Sharon Aris
Sharon has broad experience in research, education and community practice having worked as a university lecturer, journalist, vocational and professional trainer, policy advisor and advocate and youth worker.
Sharon’s research interests relate to the sociology of education, sociology of young people and the family and the sociology of knowledge. Her specific focus currently is on how families and schools intersect in the educational field. She is also interested in the development and praxis of the sociology of knowledge, particularly using Legitimation Code Theory and is currently examining its application to both higher education and vocational learning environments.
Session
Parliamentary speech offers the researcher a trove of publicly available secondary data on current topics of debate. Treated as content this can provide a highly useful indicator of social opinion that relates the primary subject of debate. It can also be used to usefully reveal normative social principles beyond the focus of discussion.
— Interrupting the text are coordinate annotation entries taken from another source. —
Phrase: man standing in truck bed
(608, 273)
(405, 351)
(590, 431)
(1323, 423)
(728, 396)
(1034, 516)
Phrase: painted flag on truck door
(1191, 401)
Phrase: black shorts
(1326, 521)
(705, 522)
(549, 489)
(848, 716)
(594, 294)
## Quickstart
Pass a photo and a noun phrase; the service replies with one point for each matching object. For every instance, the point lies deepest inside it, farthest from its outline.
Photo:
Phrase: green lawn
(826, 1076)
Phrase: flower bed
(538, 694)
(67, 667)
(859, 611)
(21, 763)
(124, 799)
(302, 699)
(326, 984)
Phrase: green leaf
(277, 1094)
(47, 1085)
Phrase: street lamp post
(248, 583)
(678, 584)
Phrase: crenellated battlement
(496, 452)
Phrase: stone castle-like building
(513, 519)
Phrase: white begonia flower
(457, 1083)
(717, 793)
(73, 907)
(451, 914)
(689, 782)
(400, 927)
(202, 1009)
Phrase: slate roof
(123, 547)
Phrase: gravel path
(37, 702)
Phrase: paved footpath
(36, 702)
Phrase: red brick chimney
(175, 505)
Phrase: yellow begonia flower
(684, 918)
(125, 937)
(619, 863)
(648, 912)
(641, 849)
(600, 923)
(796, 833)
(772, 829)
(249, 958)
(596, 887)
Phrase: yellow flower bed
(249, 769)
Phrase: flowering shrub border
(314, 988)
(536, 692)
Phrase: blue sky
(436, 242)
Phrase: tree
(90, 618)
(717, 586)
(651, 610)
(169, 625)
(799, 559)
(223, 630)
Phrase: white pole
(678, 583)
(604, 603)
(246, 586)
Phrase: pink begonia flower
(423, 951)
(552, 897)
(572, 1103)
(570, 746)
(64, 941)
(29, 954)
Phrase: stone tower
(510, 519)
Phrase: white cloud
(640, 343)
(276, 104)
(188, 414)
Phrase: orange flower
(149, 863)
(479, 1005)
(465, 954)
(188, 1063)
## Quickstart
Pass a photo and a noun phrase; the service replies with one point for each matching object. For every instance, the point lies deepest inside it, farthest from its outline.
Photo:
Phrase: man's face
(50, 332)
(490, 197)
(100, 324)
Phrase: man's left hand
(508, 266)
However, to get at these principles both the rhetoric of parliamentary speech and the focus of debate needs to be negotiated and decoded to reveal the underlying basis, or principle of legitimacy. This session uses the concepts of focus/basis and constellation analysis from Legitimation Code Theory to reveal underlying principles of legitimation. Using data from a recent doctoral study this unpacks a set of parliamentary debates revealing both key themes arising from the focus of the debates on school funding, as well as the significant social principles that informed these relating to the relationship of families to school education. By the end of this session participants will have some useful tools for decoding parliamentary speech as a data source. These can be applied not only to debates directly focused on their object of study, also for reveal social principles that inform the basis that underlie these.